The training session was part of a comprehensive bystander intervention program adopted by the university this year. A task force on sexual assault and harassment made 18 recommendations to president Eric Barron, all of which he accepted. One of those was the implementation of a bystander intervention program, which aims to create a culture change that puts more green dots on that map.
Edwards offered an example of a student she met. The student was extremely drunk as she got on her dorm elevator. Two male students were also on the elevator, and they asked her to come back to their room. As she stumbled off the elevator on their floor, a hand reached out from behind her. Another student, who she didn’t realize was on the elevator, stopped her and offered to take her back to her dorm room.
“There has never in the history of the universe been a culture change that didn’t require a lot of people to do something,” Edwards says. “We need to get lots of people at Penn State to each say I will do my moment, and when we get there, our numbers are going to shift.”
She offers a simple method for people to be that positive change and work toward eliminating violence on campus called “the three Ds.”
The first is the “Direct” approach. If someone sees a situation developing that could be a potential red dot, and they feel comfortable directly approaching the situation, they should. For example, if a friend is leaving a bar with someone else and seems to be too drunk, stop him or her and offer to take them home.

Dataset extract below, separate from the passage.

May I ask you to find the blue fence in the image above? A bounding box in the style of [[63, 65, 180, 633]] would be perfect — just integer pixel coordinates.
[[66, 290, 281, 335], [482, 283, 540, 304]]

The second is to “Delegate.” If you feel uncomfortable directly approaching the situation, find someone else who might be better fit to do so. In the example above, talking to a bouncer or someone who is closer with the intoxicated person would suffice. In other cases, reaching out to a family member of someone in danger or the police might be warranted.
The third is to “Distract.” Edwards tells a story of a student she met at Penn State: He saw his fraternity brother taking a drunk girl upstairs at a party, something he had seen plenty of times before. In this case, he stopped his friend and told him his car was getting towed. While he went outside to check on his car, the girl’s friends took her home.
“I know the teachers in this room don’t like to hear this, but there is no personal growth needed to make positive change,” Edwards says. “No matter who you are, right in this moment even if you have no desire to evolve beyond peer pressure, there are green dots you can do. And you can change a life.”
Reactive green dots aren’t the only solution, says Edwards. On her map, she points out all of the white space in between the red and green dots. Edwards says that being proactive fills that white space with green, making it hostile toward the creation of future red dots.
Through an emphasis on prevention at the administrative level, initiatives and policies can be funded and implemented. From support services for victims to taking all reports seriously, Edwards says that the university can create a culture where violence isn’t tolerated at Penn State and everyone is part of the solution.
Those who took part in the workshop will now be able to train students, faculty, and staff members on bystander intervention. Representatives from 18 Penn State campuses were present at the training session.